Trial Information

Breath Testing in Laryngeal Cancer- Comparing in Situ Cancer and Advanced Cancer

Worldwide there are 130 000 new larnx cancers diagnosed annually resulting in 82 000 deaths
[1].Survival after diagnosis of larynx cancer depends on initial stage. For T3N0Mo laryngeal
cancers 5-year survival ranges from 59 to 66%. Patients survivals are as follows: receiving
either chemoradiation (59.2%), irradiation alone (42.7%) ,patients after surgery with
irradiation (65.2%) and surgery alone (63.3%) [2] By contrast in early stage larynx cancer
survivals range from 90-100%. Tamura et al reported therapeutic outcomes of 130 cases with
laryngeal cancer treated at Kyoto University Hospital between 1995 and 2004[3] In all, 121
males and 9 females were involved. Their ages ranged from 40 years to 92 years (average 66
years). All tumors were squamous cell carcinoma - arising at the glottis in 111 cases, the
supraglottis in 18, and the subglottis in 1 case. Most glottic cancers (77.5%) were
classified as stage I or II, while most supraglottic cancers (77.8%) were at stage III or
IV. Stage I/II cancers were basically treated by conventional radiotherapy (60-66 Gy) and
twice-daily hyperfractionated radiotherapy (70-74 Gy), respectively, attempting to preserve
the larynx. Total laryngectomy with neck dissection was performed in the treatment of stage
III/IV cases. Five-year disease-specific survival rates were 100%, 96%, 100%, and 68% for
stage I, II, III, and IV, respectively. Five-year laryngeal preservation rates were 98%,
100%, 86%, 0%, and 0% for T1a, T1b, T2, T3, and T4 of glottic cancer, respectively. Local
recurrence occurred in five cases of stage I/II glottic cancer, which was successfully
salvaged.

Chera et al [4] reported excellent treatment outcomes of definitive radiotherapy (RT) for
early-stage squamous cell carcinoma (SCCA) of the glottic larynx.
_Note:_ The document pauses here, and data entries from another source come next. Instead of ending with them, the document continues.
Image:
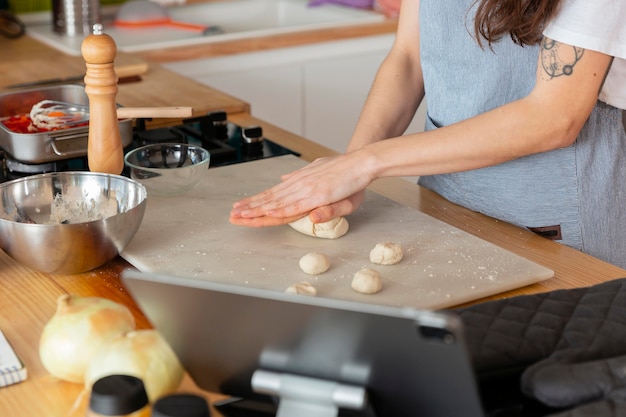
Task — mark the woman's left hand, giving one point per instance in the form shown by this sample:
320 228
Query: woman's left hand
327 188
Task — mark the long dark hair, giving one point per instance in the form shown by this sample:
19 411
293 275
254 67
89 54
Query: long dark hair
523 20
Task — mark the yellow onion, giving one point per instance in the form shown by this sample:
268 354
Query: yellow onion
140 353
76 331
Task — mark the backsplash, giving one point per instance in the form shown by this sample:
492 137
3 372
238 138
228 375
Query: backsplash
27 6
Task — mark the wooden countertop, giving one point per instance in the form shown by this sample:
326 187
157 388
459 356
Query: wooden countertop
29 297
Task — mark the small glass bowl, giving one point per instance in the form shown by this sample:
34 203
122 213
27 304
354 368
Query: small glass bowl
168 168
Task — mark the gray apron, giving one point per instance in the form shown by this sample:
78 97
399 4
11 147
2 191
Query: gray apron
574 195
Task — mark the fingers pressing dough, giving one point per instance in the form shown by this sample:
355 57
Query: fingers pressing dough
331 229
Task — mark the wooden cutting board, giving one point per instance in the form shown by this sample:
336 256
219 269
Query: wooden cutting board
189 236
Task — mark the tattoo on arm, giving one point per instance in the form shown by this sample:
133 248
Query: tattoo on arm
558 59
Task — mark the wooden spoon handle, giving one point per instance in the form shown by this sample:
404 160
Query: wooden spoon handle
154 112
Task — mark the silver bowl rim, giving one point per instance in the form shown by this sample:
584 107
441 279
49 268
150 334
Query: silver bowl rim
139 185
206 156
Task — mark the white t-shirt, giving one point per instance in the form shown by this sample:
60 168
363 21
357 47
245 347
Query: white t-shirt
597 25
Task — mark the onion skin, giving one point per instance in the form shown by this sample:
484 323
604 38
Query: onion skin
140 353
76 331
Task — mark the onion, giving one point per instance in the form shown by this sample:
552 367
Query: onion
140 353
78 328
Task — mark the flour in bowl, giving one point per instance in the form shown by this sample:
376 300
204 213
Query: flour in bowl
67 209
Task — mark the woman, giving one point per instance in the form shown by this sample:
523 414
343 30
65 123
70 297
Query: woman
523 124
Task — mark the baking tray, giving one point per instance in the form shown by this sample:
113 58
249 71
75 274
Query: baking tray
43 147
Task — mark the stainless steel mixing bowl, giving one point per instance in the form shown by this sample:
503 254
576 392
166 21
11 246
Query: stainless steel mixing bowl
168 169
69 222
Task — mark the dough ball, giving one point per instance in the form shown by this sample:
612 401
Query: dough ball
367 281
386 253
331 229
302 288
314 263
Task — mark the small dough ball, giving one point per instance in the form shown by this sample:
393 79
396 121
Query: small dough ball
314 263
302 288
331 229
386 253
367 281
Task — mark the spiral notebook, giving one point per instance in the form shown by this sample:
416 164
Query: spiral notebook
12 369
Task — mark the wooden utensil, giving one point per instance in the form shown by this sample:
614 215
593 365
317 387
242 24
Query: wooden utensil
50 114
105 151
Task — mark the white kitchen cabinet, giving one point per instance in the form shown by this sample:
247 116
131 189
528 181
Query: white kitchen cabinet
315 91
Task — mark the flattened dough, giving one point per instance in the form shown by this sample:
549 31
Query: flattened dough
331 229
367 281
386 253
314 263
302 288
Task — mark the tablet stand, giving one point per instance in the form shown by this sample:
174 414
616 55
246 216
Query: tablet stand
308 397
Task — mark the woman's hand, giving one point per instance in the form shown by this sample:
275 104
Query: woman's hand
325 189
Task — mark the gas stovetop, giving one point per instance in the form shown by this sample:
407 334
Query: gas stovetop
227 143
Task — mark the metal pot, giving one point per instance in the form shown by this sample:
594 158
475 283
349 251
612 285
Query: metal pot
42 147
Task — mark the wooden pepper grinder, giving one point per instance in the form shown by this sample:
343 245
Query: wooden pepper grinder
105 152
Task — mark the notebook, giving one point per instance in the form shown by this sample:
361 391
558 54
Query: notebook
304 353
12 370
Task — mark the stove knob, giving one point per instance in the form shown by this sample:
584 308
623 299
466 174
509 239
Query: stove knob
252 134
220 125
252 141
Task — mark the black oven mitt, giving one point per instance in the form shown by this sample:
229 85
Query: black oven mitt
565 344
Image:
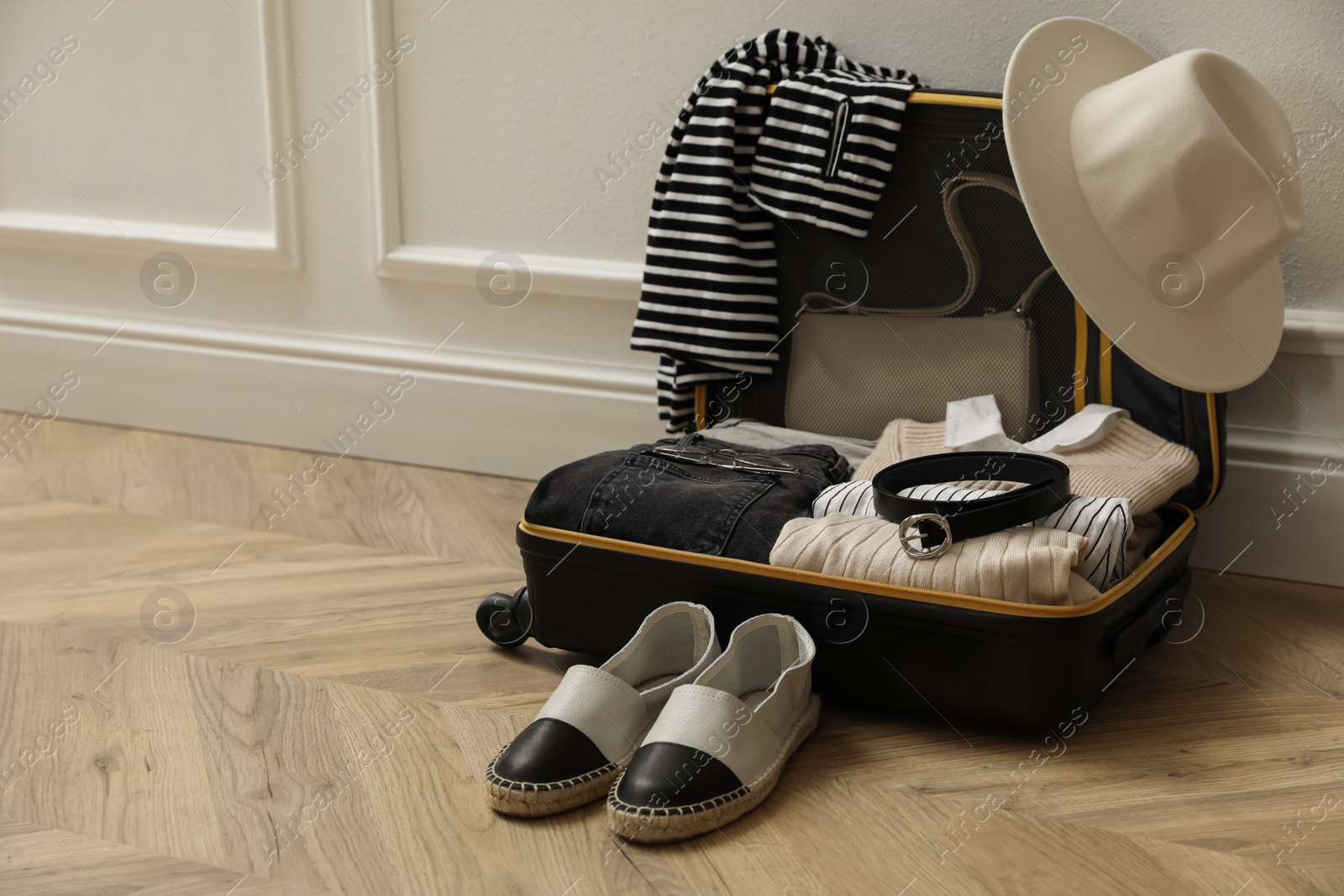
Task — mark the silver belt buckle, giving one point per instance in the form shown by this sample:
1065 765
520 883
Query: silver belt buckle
909 537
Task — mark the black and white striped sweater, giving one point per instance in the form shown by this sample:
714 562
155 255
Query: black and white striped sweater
709 302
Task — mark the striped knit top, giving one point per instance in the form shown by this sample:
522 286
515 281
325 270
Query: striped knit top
709 302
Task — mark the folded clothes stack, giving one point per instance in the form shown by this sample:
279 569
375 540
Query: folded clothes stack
1120 473
773 495
1104 523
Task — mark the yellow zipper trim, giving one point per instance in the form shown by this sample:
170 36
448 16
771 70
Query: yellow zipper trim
1079 358
922 595
954 100
1104 369
1213 443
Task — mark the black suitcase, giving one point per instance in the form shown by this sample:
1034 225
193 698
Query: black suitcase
960 658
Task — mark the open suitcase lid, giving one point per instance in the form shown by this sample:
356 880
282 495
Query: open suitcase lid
945 134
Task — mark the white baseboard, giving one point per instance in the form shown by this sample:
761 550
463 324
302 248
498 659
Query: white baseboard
523 416
477 411
1256 528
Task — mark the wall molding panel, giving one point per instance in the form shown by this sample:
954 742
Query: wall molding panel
277 248
480 411
396 259
483 411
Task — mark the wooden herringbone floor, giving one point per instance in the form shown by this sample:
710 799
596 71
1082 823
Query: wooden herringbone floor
323 721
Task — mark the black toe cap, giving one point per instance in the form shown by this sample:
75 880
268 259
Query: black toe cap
665 774
548 752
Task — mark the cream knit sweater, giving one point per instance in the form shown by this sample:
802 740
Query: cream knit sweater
1028 564
1131 463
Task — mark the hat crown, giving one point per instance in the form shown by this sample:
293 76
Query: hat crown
1218 196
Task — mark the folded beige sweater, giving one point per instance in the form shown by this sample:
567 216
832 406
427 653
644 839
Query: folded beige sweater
1028 564
1131 463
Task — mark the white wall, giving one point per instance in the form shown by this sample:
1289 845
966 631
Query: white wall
312 293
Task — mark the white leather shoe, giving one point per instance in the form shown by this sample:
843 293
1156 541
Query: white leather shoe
721 743
588 731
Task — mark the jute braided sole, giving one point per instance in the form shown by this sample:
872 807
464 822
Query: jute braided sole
665 825
531 799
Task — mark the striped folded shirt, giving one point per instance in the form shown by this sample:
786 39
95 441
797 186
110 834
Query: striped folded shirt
1105 523
709 302
827 148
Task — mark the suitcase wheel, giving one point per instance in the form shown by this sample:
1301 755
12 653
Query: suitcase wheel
506 620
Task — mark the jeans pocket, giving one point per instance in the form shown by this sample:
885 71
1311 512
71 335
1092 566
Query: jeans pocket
655 501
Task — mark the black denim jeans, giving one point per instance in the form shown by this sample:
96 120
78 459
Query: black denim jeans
642 497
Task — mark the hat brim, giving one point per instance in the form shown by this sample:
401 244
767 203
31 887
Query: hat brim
1211 347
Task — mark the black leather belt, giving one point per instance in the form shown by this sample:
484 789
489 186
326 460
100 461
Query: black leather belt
937 524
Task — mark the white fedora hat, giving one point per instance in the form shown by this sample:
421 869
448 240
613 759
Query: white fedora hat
1162 191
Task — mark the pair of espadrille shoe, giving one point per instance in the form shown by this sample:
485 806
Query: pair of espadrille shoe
680 738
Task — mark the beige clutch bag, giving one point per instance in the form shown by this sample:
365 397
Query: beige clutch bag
853 369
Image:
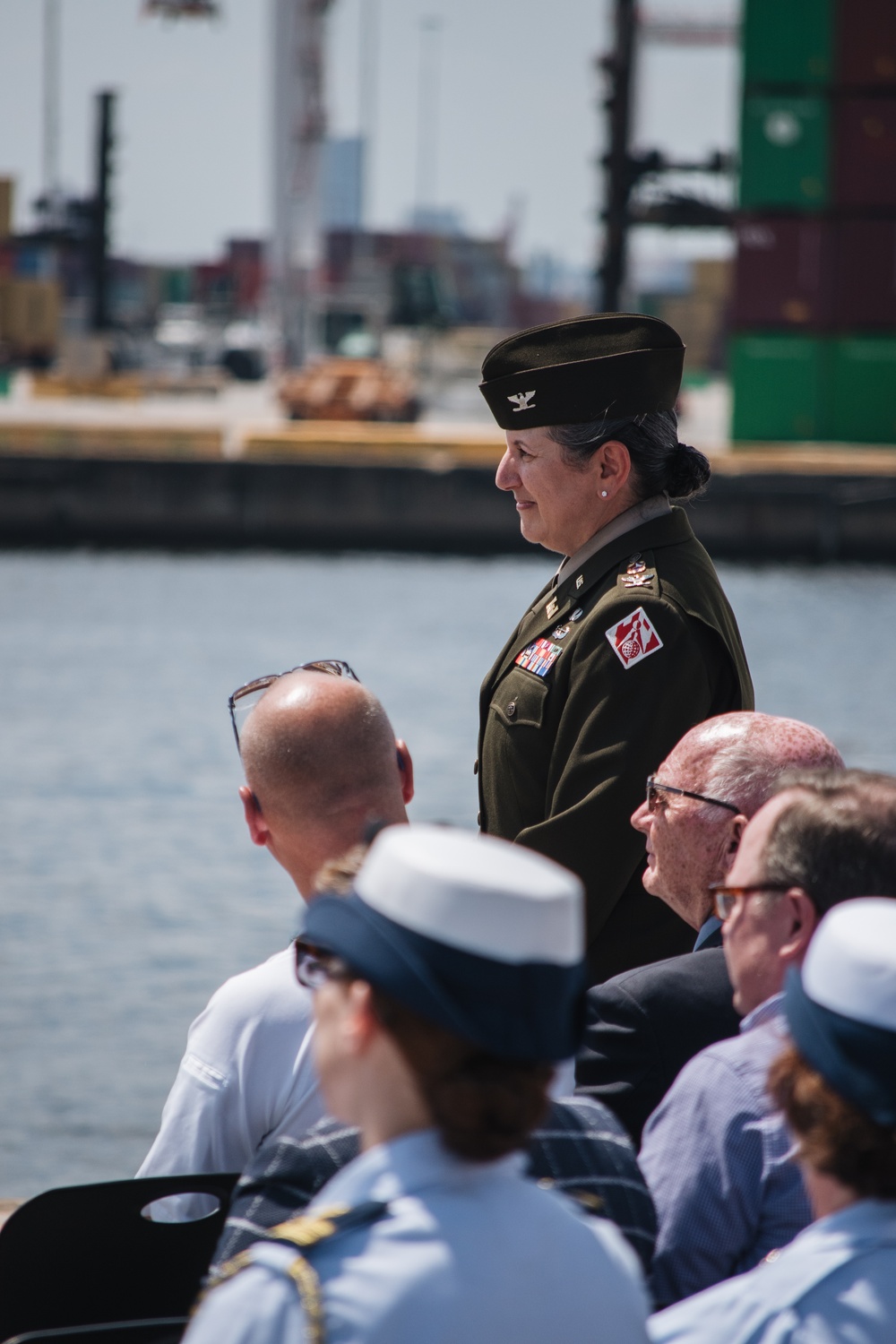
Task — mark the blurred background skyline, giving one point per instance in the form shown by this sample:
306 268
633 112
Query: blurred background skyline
509 132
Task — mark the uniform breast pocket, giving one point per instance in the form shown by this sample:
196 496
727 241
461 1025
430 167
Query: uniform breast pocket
520 698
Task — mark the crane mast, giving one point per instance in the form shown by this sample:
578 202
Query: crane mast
300 125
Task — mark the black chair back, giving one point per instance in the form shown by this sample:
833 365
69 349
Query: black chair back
86 1255
115 1332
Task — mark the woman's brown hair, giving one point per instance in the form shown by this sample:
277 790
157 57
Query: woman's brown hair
482 1107
834 1137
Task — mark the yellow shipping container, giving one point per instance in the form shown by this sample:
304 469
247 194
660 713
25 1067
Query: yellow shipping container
30 314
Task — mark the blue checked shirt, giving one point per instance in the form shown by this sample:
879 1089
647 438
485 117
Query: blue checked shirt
716 1159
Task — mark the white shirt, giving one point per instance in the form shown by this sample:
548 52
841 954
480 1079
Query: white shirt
466 1252
247 1075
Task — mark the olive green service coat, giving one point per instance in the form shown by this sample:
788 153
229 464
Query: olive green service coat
637 645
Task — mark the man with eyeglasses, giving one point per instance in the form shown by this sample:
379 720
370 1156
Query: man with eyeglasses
716 1155
645 1024
322 765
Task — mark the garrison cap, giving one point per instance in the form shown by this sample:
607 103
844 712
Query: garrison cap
476 935
607 365
841 1010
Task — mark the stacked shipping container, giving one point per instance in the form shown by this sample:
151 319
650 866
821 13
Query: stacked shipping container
814 311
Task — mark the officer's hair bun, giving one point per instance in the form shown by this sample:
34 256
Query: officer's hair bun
659 464
484 1107
686 472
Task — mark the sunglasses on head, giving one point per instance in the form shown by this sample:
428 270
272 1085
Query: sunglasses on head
245 698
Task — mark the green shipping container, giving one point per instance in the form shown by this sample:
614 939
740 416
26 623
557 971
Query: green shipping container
863 382
780 387
788 42
783 153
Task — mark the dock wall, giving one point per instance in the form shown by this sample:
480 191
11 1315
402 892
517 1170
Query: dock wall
409 496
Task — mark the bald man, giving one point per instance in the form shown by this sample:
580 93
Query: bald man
322 763
645 1024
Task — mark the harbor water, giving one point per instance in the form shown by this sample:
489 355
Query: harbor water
129 886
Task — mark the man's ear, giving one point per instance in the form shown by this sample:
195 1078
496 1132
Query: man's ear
255 822
406 769
613 465
802 921
362 1024
735 835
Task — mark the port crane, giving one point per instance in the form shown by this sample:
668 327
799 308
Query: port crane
300 128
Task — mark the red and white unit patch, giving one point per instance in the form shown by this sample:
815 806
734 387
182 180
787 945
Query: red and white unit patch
634 639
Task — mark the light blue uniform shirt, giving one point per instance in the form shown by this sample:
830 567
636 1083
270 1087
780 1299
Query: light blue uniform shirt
466 1253
834 1284
715 1155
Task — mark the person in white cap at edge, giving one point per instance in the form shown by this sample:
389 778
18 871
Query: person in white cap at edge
446 986
836 1281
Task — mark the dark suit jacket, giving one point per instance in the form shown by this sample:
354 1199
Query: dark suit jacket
581 1148
645 1024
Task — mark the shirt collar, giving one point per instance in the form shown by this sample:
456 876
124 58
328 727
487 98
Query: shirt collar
642 513
406 1166
769 1011
707 930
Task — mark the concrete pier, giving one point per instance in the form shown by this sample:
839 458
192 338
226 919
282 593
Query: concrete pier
392 487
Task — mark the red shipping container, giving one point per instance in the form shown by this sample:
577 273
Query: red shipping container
866 274
866 152
783 276
866 43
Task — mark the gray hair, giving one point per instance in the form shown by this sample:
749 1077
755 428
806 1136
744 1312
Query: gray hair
659 464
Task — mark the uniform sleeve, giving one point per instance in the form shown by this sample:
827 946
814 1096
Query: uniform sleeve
702 1160
253 1308
247 1064
616 1061
616 725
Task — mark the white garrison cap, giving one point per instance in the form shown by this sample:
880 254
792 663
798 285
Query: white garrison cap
850 964
476 892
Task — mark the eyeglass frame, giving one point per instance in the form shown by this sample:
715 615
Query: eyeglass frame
331 965
653 785
331 667
720 892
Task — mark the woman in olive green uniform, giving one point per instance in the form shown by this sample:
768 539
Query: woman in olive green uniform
630 642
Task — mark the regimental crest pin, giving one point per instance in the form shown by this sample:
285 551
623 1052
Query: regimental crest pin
633 639
637 574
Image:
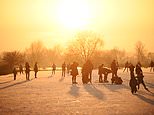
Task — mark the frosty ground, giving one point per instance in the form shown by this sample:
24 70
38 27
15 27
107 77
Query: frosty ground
55 95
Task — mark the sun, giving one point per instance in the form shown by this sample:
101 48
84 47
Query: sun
73 14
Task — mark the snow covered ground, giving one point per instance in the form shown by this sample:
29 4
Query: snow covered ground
55 95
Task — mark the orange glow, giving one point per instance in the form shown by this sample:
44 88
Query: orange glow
119 21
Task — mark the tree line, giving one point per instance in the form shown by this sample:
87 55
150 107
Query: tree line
86 45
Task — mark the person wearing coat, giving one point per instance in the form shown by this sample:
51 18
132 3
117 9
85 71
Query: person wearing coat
35 69
74 72
27 70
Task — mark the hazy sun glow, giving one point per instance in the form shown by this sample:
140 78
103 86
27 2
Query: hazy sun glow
74 14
The median follow-up for
survivors was 12 years. Five-year Local Control rates were as follows: T1A, 94%; T1B, 93%;
T2A, 80%; and T2B, 70%. Multivariate analysis revealed that overall treatment time greater
than 41 days (p = 0.001) and poorly differentiated histology (p = 0.016) adversely affected
LC. Five-year rates of ultimate LC with laryngeal preservation were: T1A, 95%; T1B, 94%,
T2A, 81%; and T2B, 74%. Overall therefore there is a high cure rate.

Endoscopic laser resection can also have an excellent outcome in early stage larynx cancer.
Schrivers et al [5]reported survival analysis on 100 patients with T1a glottic carcinoma
treated with CO(2) laser surgery (n = 49) or radiotherapy (n = 51). No significant
differences in local control and overall survival were found. Ultimate 5-year laryngeal
preservation was significantly better in the CO(2) laser surgery group (95% vs 77%, p =
.043). Patients with T1a glottic carcinoma with normal/diminished mucosal wave treated with
CO(2) laser surgery had a significantly better laryngeal preservation rate than patients
treated with radiotherapy.

Staging The larynx is divided into three anatomic regions: 1. Supraglottis (suprahyoid
epiglottis, infrahyoid epiglottis, aryepiglottic folds (laryngeal aspect), arytenoids, and
ventricular bands (false cords) )2, Glottis ( true vocal cords, including anterior and
posterior commissures) and 3. Subglottis ( subglottis, extending from lower boundary of the
glottis to the lower margin of the cricoid cartilage) Volatile organic compound (VOC) breath
testing in cancer detection The concept for VOC testing is that VOCs, mostly alkanes and
aromatic compounds, are preferentially produced and exhaled by cancer patients and can be
used as accurate markers of malignancy[14,15]. As early as 1971, testing on normal breath
identified more than 100 volatile organic compounds[15] In the 1980s Gordon and Preti used
mass spectroscopy and gas chromatography to identify specific alterations in the profile of
volatile organic compounds in the breath of lung cancer patients[16]. In two papers in 1999
and 2003, Phillips further refined this original data to identify a group of 9 volatile
organic compounds which were highly sensitive and specific for the presence of lung cancer
[13,17]. The concentration of these alkane and methylalkane oxidative stress products was
reduced in the breath of lung cancer patients. The mechanism of this alteration in breath
volatile compound profile in lung cancer is unknown. One hypothesis is that lung cancer
patients have accelerated clearance of VOCs generated by oxidative stress, and that this is
due to heightened production of cytochrome p450 as a result of exposure to tobacco smoke
components in genetically predisposed individuals. Whatever the mechanism, the potential of
VOC breath testing in early case finding warrants further investigation.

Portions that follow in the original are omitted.